Wednesday, May 09, 2012

... practising perfection ...

@bbadenc #bbc #18july #kirstenalexander

Practising perfection, a piece from KA ...

There’s a book out there that says if you do anything for 10,000 hours, you’ll perfect the skill. My neighbour has recently bought a drum. I can hear him practising every evening. It’s not an entire drum kit (phew) – it sounds like a djembe. Over the past two weeks, I can hear he’s become more proficient and I find myself egging him on a little, wondering if he’ll eventually join a drum café group.

So, I was thinking about perfecting things and then got to wondering why we’re so bad at relationships and communication and emotional stuff. I came to the conclusion that it’s because we’re messy. If you’re striving to perfect a surgical procedure, for example, you probably go through a whole range of things that can go wrong, but eventually, you’ll come to a point where you’ve experienced all the nuances and have learned from them. That’s when you perfect your skill.

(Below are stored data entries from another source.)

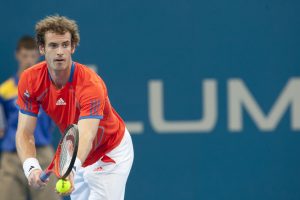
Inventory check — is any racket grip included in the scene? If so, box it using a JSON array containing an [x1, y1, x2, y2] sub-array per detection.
[[40, 171, 51, 182]]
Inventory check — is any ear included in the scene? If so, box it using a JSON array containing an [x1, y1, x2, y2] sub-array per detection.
[[71, 45, 76, 54], [39, 45, 45, 55]]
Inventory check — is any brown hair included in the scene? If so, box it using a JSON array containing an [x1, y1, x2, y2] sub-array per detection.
[[35, 15, 80, 47], [16, 35, 37, 51]]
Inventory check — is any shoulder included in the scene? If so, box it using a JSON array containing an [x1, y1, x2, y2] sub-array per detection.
[[74, 63, 107, 94], [0, 78, 17, 99], [21, 61, 47, 80], [75, 63, 104, 85]]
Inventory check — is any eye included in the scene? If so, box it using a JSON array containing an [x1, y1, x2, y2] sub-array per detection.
[[48, 43, 58, 49], [62, 43, 69, 48]]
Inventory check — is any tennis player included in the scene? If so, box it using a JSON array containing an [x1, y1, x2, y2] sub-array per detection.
[[0, 36, 59, 200], [16, 16, 134, 200]]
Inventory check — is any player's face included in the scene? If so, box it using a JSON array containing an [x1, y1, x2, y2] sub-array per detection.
[[40, 31, 75, 71], [16, 48, 40, 71]]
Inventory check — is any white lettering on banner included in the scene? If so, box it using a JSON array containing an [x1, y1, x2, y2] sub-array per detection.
[[228, 78, 300, 132], [149, 79, 217, 133], [88, 64, 300, 134]]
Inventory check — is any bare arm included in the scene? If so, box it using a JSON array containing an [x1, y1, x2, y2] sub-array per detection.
[[77, 118, 100, 163], [16, 112, 37, 163]]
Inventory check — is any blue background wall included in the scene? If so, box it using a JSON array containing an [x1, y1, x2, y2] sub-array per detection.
[[0, 0, 300, 200]]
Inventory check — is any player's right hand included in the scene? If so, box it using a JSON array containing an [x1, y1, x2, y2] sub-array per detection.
[[28, 169, 49, 189]]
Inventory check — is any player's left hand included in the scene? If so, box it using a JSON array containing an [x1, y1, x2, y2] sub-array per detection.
[[55, 171, 75, 196]]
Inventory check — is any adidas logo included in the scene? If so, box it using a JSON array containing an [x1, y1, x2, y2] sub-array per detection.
[[28, 166, 34, 172], [56, 98, 67, 106], [24, 90, 30, 98]]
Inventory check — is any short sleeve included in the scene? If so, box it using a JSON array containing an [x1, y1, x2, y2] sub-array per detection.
[[0, 97, 6, 130], [79, 81, 106, 120], [17, 72, 39, 117]]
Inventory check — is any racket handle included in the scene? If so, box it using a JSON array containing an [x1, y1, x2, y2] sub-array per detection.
[[40, 171, 51, 182]]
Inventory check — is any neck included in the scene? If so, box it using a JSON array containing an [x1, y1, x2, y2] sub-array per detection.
[[48, 63, 72, 89]]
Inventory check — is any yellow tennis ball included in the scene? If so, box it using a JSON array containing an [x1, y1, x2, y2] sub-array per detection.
[[56, 179, 71, 193]]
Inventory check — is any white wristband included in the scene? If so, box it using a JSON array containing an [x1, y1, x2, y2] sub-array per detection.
[[72, 157, 82, 175], [23, 158, 42, 178]]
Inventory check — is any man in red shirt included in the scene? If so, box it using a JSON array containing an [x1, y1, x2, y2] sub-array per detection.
[[16, 16, 134, 200]]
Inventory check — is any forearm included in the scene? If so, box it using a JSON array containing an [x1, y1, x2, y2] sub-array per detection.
[[16, 130, 36, 163], [77, 119, 99, 163], [16, 113, 36, 163]]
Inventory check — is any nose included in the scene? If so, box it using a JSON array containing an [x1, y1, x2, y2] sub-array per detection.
[[57, 46, 63, 56]]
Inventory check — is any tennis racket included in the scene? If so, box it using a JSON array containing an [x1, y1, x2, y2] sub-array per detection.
[[40, 124, 79, 182]]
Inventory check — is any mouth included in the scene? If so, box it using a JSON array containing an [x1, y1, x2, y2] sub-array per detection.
[[54, 58, 65, 62]]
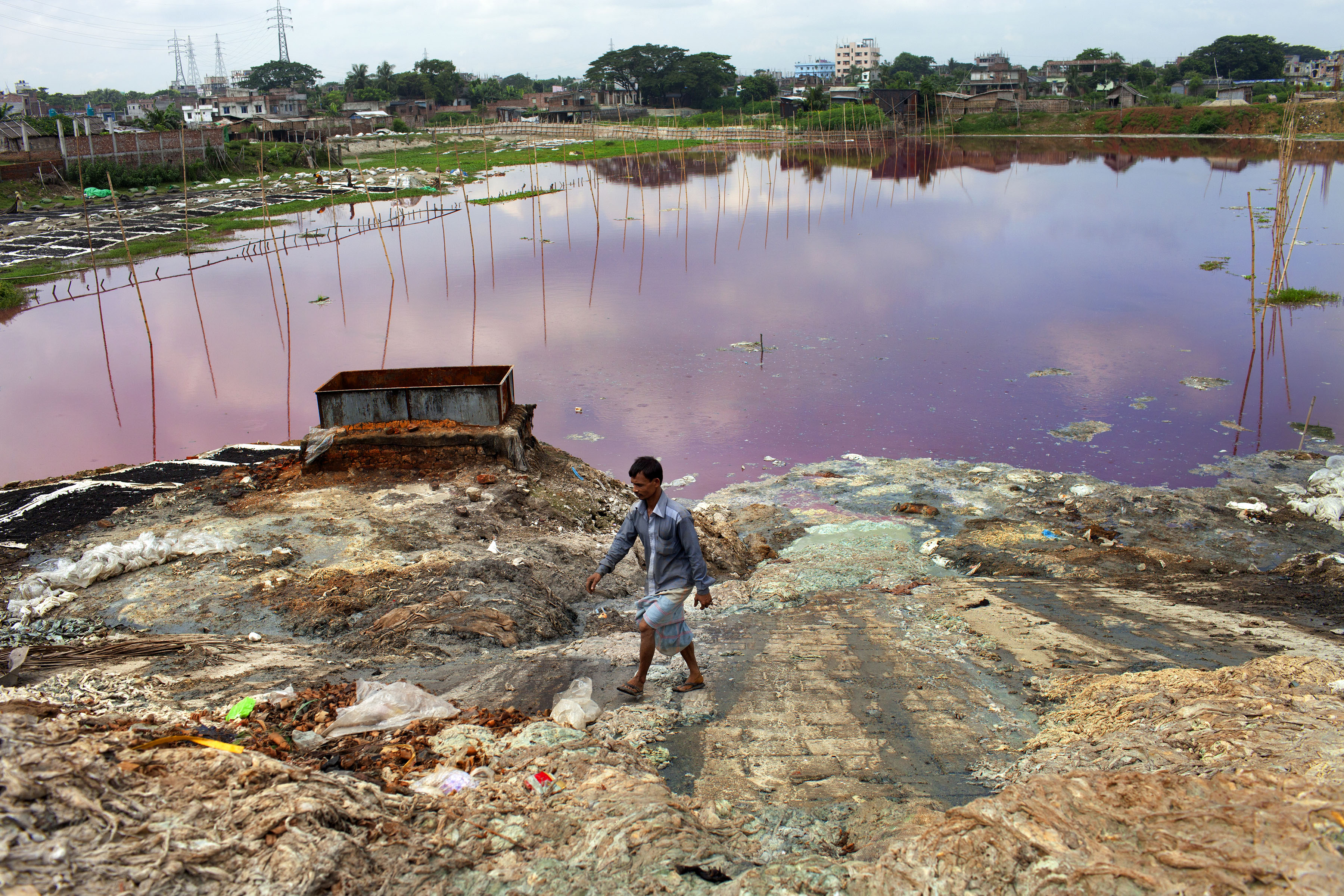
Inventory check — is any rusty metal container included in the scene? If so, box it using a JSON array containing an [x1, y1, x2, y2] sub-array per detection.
[[316, 364, 513, 427]]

It’s interesting that people are called ‘practising’ Christians, doctors, architects and so on (although, they may be called practicing, which means they’ve put into being what they know – but that doesn’t quite express my point, so we’ll go with the word I want). It’s because there are so many variables that you never quite get to a point of perfection. Relationships are particularly fraught with dangers, valleys and possible pitfalls. And I mean that in the nicest possible way. It’s because we are constantly growing and learning. Imagine if we never changed, never learned or were never influenced? What a boring bunch we’d be! We do learn about each other in relationships – we learn never to use ‘that’ tone with a certain person, or that so and so hates to speak about that subject. And so it goes.

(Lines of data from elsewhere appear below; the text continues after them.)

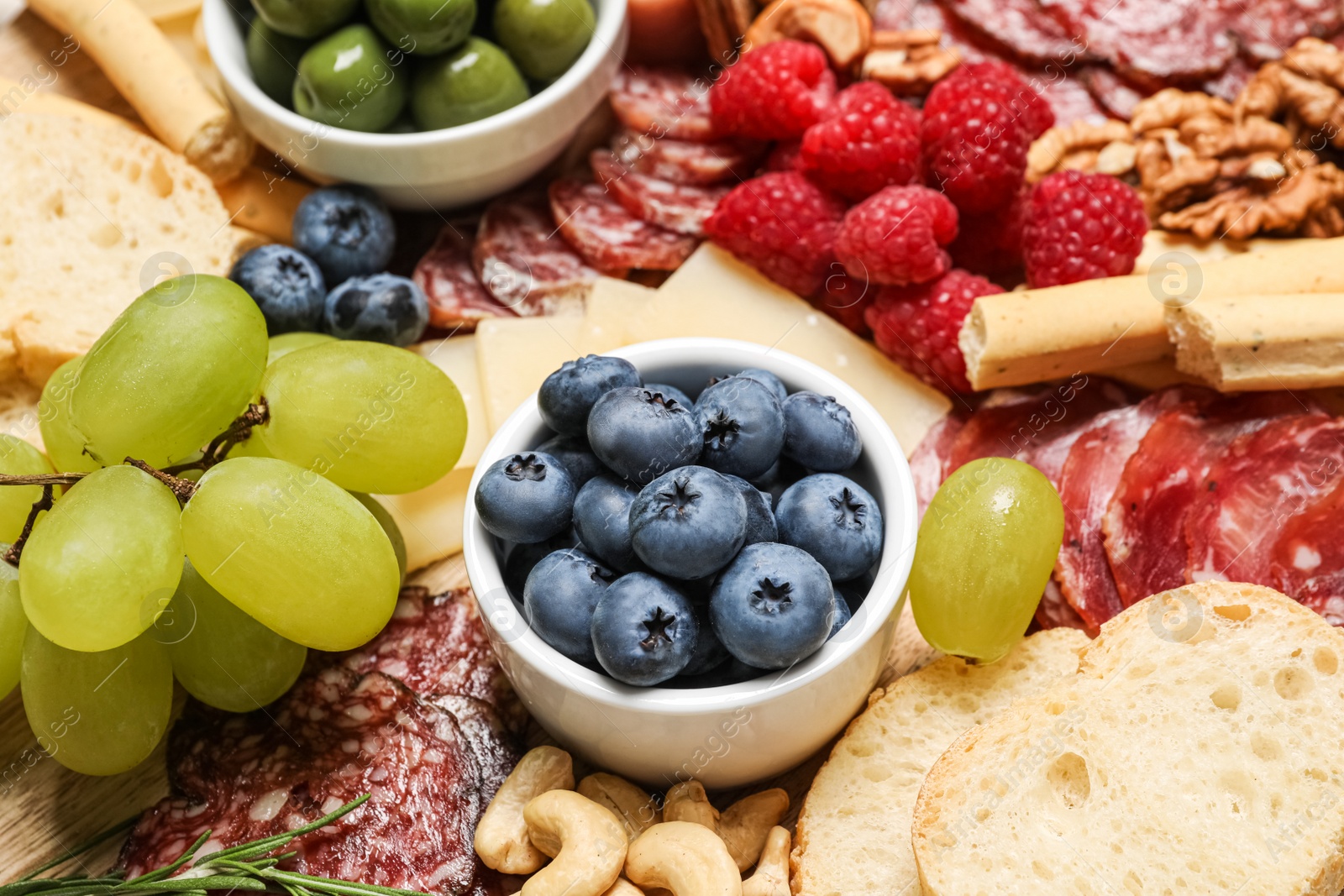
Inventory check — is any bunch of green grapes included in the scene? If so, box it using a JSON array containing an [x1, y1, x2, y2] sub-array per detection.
[[10, 275, 466, 775]]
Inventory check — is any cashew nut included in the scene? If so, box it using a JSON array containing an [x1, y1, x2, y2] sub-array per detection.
[[625, 820, 742, 896], [580, 771, 663, 840], [719, 787, 789, 871], [742, 825, 791, 896], [663, 780, 719, 831], [475, 747, 574, 874], [520, 790, 629, 896]]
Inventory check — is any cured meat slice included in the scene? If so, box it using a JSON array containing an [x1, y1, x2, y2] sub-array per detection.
[[549, 177, 696, 271], [412, 222, 516, 332], [612, 130, 766, 186], [1102, 392, 1315, 607], [123, 668, 502, 893], [610, 63, 714, 141], [1185, 414, 1344, 585], [590, 149, 731, 237], [1039, 0, 1236, 78], [472, 193, 600, 317]]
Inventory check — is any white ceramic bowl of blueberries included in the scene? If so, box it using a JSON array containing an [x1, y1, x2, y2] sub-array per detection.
[[464, 338, 916, 787]]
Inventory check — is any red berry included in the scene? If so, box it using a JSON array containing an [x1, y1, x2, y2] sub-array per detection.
[[802, 81, 919, 200], [836, 186, 957, 286], [704, 174, 844, 296], [710, 40, 836, 139], [930, 59, 1055, 139], [865, 267, 1004, 392], [1021, 170, 1147, 286], [919, 79, 1031, 213]]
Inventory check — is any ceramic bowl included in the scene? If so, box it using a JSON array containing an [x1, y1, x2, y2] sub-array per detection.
[[464, 338, 916, 789], [203, 0, 627, 210]]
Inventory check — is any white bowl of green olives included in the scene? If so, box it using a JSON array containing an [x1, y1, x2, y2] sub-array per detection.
[[203, 0, 627, 210]]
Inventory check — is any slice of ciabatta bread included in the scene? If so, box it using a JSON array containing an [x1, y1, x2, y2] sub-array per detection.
[[912, 582, 1344, 896], [791, 629, 1087, 896]]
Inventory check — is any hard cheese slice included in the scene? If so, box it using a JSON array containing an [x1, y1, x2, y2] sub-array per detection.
[[637, 244, 952, 457]]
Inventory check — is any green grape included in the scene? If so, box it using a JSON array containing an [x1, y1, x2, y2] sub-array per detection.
[[70, 274, 266, 469], [18, 464, 183, 650], [351, 491, 406, 582], [38, 354, 102, 473], [0, 561, 29, 699], [254, 341, 466, 495], [155, 560, 307, 712], [181, 459, 401, 650], [0, 432, 54, 542], [22, 626, 172, 775], [910, 457, 1064, 663], [266, 331, 336, 367]]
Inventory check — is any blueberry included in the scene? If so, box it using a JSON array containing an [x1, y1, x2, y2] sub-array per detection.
[[293, 184, 396, 284], [323, 274, 428, 348], [784, 392, 863, 473], [574, 474, 640, 572], [710, 542, 835, 669], [228, 244, 327, 336], [587, 385, 703, 485], [536, 354, 643, 435], [522, 548, 616, 665], [723, 475, 780, 545], [593, 572, 701, 686], [630, 466, 748, 579], [504, 529, 574, 603], [774, 473, 882, 582], [695, 376, 784, 479], [536, 435, 603, 489], [643, 383, 695, 407], [475, 451, 574, 544]]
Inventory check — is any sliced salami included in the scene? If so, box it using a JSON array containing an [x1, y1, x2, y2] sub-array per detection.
[[549, 177, 696, 271], [472, 193, 601, 317], [1185, 414, 1344, 585], [610, 63, 714, 141], [612, 129, 766, 186], [412, 220, 516, 332], [123, 668, 492, 893], [590, 149, 731, 237]]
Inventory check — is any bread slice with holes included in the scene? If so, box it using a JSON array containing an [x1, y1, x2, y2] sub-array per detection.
[[791, 629, 1087, 896], [912, 582, 1344, 896]]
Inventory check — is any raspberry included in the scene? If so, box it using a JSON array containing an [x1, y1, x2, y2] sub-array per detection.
[[802, 81, 919, 200], [1021, 170, 1147, 286], [865, 267, 1004, 392], [948, 190, 1031, 277], [704, 174, 844, 296], [919, 79, 1031, 213], [710, 40, 836, 139], [836, 186, 957, 286], [929, 59, 1055, 139]]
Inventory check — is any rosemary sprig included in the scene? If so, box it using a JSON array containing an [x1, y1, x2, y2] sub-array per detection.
[[0, 794, 438, 896]]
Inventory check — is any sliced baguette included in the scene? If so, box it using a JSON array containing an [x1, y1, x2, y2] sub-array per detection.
[[912, 582, 1344, 896], [791, 629, 1087, 896]]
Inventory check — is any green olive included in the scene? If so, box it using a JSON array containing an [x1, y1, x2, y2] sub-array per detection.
[[365, 0, 475, 56], [253, 0, 359, 38], [294, 25, 407, 130], [495, 0, 596, 81], [247, 16, 309, 106], [412, 38, 528, 130]]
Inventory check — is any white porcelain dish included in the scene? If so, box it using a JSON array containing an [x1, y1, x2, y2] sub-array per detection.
[[464, 338, 916, 789], [203, 0, 627, 211]]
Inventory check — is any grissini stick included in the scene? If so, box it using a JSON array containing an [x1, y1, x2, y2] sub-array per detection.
[[959, 238, 1344, 390], [29, 0, 254, 183]]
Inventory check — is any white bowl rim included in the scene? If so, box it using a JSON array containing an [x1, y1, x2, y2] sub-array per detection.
[[202, 0, 627, 149], [462, 336, 918, 721]]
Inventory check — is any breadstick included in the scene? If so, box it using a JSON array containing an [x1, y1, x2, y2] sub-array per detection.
[[29, 0, 254, 183], [959, 237, 1344, 390], [1167, 293, 1344, 392]]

But what about change? We know about that – look at children who love eating one thing for about a year and then abruptly refuse to eat it ever again. What’s that about? We can change. We can change fundamentally, slightly, dramatically or subtly. We can change overnight or over years. We can be influenced slowly or suddenly see the light. And then we are different. Humans are always in flux.

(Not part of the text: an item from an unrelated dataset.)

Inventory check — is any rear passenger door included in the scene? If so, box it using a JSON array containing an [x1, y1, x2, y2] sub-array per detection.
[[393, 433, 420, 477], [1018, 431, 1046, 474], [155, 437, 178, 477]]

And so our relationships are always moving. We love and hate, adore or berate according to who we are today. We make decisions on who we were yesterday and who we hope to be tomorrow. It’s the same with our relationship with our Saviour. I remember an evangelist saying, ‘If you feel far from God, guess who moved’. It’s a quirky saying, but so true nonetheless. You see, the one constant we can always rely on and trust in and just know, is that He is the same always. He is, was and always will be. So, if your relationship is on a shifting field, it’s because you’re shifting and changing. That’s not a bad thing, though – it means you’re alive and are soaking up all the information around you. All of that shapes who you are. And who you are is perfect. You didn’t see that coming did you?

Well, you are. Because our Lord said so. And He is never wrong and He never does anything that’s not complete and perfect (even if we can’t see that all the time). So I pray you spend more time practising and less time perfecting. I pray you enjoy the adventure of a journey filled with potholes and picnics.